What should investors do?
“Investors with a short to medium term investment horizon may consider investment through Gold ETFs. A buy on dips strategy in this case may help investors to capitalise on temporary correction in prices. Also, given the current market dynamics where equities are showing mixed trends, a modest allocation to gold may serve as a hedge against inflation and market volatility which may help balance risks in an optimum manner,” Kumar added.
Global gold ETFs extended their inflow streak to five months, with North America leading the charge
Globally, gold exchange-traded funds (ETFs) attracted net inflows for the fifth consecutive month in September 2024. The growing geopolitical tensions and anticipation of a rate cut by the U. Federal Reserve have prompted investors globally to flock to safe-haven assets like gold.
According to a recent report by the World Gold Council (WGC), the total assets under management (AUM) of gold ETFs worldwide rose by five percent, reaching $271 billion. In addition, collective gold holdings increased by 18 tonnes, bringing the total to 3,200 tonnes by the end of September.
The trend is particularly pronounced in India, where gold ETFs have seen net inflows for 18 out of the last 20 months, with only two exceptions in March 2023 and April 2024. This data, published by the Association of Mutual Funds in India (AMFI), highlights the enthusiasm among Indian investors for gold as a reliable investment option. As of September 30, 2024, Indian gold ETFs recorded an AUM of Rs 39,824 crore.
September in review
Global physically backed gold ETFs saw their fifth consecutive monthly inflow in September, attracting $1.4 billion. North America led inflows in September while Europe was the only region that experienced outflows, albeit only mildly. Thanks to continued inflows and a record-breaking gold price, global assets under management (AUM) rose by 5% to $271 billion, another month-end peak.
The US Fed surprised investors with a cut of 50 basis points at their September meeting, pushing Treasury yields and the dollar down during the month. Lower opportunity costs, related to interest rates and the dollar, boosted investor interest in gold ETFs.
Rising geopolitical tensions in the Middle East during the month also helped attract gold ETF inflows as investors sought a safe haven, the report said.

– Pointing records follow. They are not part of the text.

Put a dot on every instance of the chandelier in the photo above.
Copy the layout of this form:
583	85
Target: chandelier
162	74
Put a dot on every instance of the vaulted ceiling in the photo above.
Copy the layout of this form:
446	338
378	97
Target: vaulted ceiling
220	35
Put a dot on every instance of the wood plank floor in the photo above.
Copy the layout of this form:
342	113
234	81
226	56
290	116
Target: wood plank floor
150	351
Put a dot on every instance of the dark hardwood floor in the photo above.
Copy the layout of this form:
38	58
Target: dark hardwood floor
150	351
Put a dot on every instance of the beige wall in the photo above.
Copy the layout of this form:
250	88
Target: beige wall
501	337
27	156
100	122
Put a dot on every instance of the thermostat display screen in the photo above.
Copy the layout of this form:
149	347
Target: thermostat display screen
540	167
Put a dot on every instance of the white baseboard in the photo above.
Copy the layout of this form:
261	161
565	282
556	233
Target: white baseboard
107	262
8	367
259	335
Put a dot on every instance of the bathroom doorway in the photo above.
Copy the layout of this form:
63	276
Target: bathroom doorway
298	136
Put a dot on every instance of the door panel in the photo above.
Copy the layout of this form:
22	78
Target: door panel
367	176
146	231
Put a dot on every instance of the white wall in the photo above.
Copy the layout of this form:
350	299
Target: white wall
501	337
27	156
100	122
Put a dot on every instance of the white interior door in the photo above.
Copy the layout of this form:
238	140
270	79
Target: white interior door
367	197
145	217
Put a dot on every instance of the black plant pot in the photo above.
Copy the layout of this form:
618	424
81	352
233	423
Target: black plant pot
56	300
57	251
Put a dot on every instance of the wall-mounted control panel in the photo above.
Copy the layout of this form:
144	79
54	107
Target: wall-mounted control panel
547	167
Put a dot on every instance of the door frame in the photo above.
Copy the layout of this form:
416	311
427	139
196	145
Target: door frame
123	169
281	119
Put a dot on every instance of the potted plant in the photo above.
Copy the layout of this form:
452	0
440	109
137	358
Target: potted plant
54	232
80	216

Meanwhile, Asian funds continued to dominate global year to date inflows despite a recent slowdown in demand.
Gold outflows were mainly from UK funds. "Compared to the US Fed’s easing efforts, the Bank of England (BoE) was more reserved, leaving rates unchanged at 5% at their September meeting, citing the upside risk of inflation from elevated wage growth. The BoE’s cautious move cooled investor expectation of future rate cuts, and fuelled a sizable rebound in UK gilt yields which coincided with major local gold ETFs’ outflows. In contrast, both Germany and Switzerland witnessed inflows, minor as they are, likely driven by safe-haven demand amid the deteriorating economic outlook, especially in Germany. Meanwhile, intensifying expectations of a further cut from the European Central Bank (ECB) in October, despite a pause this month, led to notable falls in local yields, and likely contributed to increased gold demand," said the World Gold Council report.